But you are right,so many cats fukk up by just eating and lifting and then gaining a ton of fat,its not worth it,I saw that in the joint often,I'd rather guys take it slow,bump the calories up slowly and putting on the size and strength.
Stalling could be a lot of things. How is your sleep? How is your workout structured... are you benching 1x, 2x, 3x/week? Where in the lift are you weak and what accessories are you doing to build those weak points? If you don't address those no amount of calories will help.

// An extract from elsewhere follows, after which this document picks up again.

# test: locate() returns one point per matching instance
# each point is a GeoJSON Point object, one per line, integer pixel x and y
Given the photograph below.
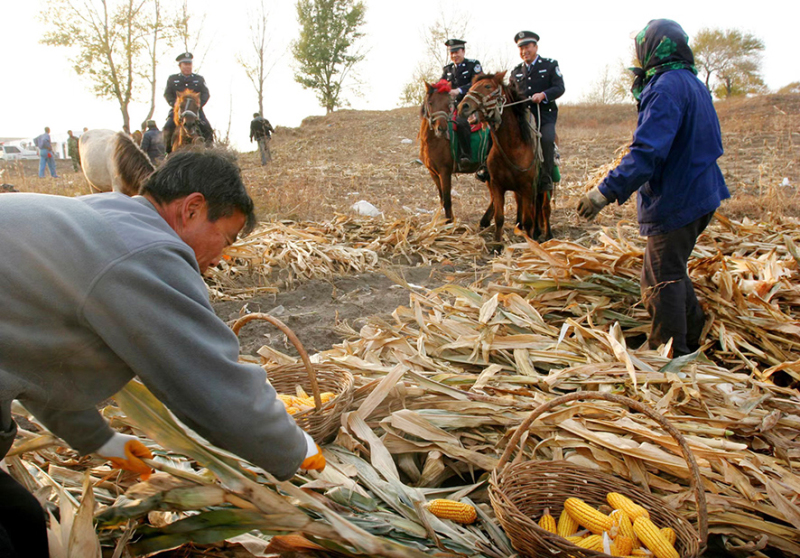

When I bulk my net intake is probably about 2600-2700. I do about 2900-3000 but I do cardio year round. Helps keep weight off and keeps me healthy. So yea you could probably make do with 2500 calories a day, not 3500.
My muscles def look bigger and there is a lot more detail and definition. Beats being fat any day.
In my opinion mass shouldn't be the goal. You can be 195, 225, 305lbs and still only be able to DB bench 52.5. Doesn't make sense. If I were you I would focus on being able to hit the following:
Bench press- 1 x body weight for 3 sets of 8-10
Chinups- 1x body weight for 3 sets of 8-10
Squats- 1.5x body weight for 3 sets of 8-10
Deadlifts- 1.5x body weight for 3 sets of 4-5
Will be way easier to hit that at what's probably your ideal bodyweight right now which I would guess would be about 160-165, and you will look bigger and better too. You don't need to gorge and get fat and nasty to get strong... all that getting up to 195 fast will do for you is add that many more lbs you will have to cut. Trust me, I've been there... I'm putting up damn near the same numbers now at 185 vs when I was 215-220. What weight do you think I would look better at? Just some food for thought... don't let lifting be an excuse to get fat. It's not worth it.
Workout plan looks pretty good. I would think about trying to hit all upper body parts 2x/week. Easiest way to do that would be a full upper body workout. Something like:
Bench/chinups or lat pull downs
Military press/ cable rows
Tricep pushdowns/curls/lateral raises
You will make gains way faster and have better recovery hitting shyt 2x/week. In my experience anyway.
Yea that should workI've been meaning to add a 5th day in. So 3 sets of 5 of those exercises you think is good?